It was only through deeply listening to kids and families that this Social Innovation Award winner developed an app, Unicoin, to hack college financial aid applications.
October 15, 2018
Cece Claridge (Miami–Dade '13) won a Teach For America pre-pilot track Social Innovation Award for developing Unicoin, an app that helps college-bound students hack the financial aid application process and overcome its complexity. “I never thought I would be a huge financial aid nerd, but it’s one of the biggest barriers for my students getting to college,” she says.
Here’s how she interviewed hundreds of students and families to authentically inform her app design.
She systematized her effort. Claridge was already helping students apply for financial aid in her classroom but wanted to reach many more. She designed a questionnaire and sent it to all the students and families with whom she was working. “I needed more info on what they needed. It was more about building on my current system and consistent record keeping—things that teachers are already good at.”
She leveraged her relationships. With five years of teaching experienceat the same school, Cladridge had built an extensive network of current and former students and parents. When she needed to reach many more survey-takers, they trusted her enough to reveal personal information and discuss sensitive topics like their finances.

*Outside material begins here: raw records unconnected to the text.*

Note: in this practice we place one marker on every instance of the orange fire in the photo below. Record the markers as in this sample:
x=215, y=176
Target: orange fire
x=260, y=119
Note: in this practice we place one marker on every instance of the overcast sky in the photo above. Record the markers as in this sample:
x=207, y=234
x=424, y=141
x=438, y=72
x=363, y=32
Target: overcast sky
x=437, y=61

She took her time with gathering insights. Claridge spent two years gathering family feedback, working in bits of evening and weekend time while teaching. When her research led to the idea of creating a financial aid app, she taught herself how to code and attended coding boot camp. “I knew there should be an app for this, but I didn’t have the skills to make it,” she says. “Learning how to code was huge. It meant that I could move forward and create a solution.”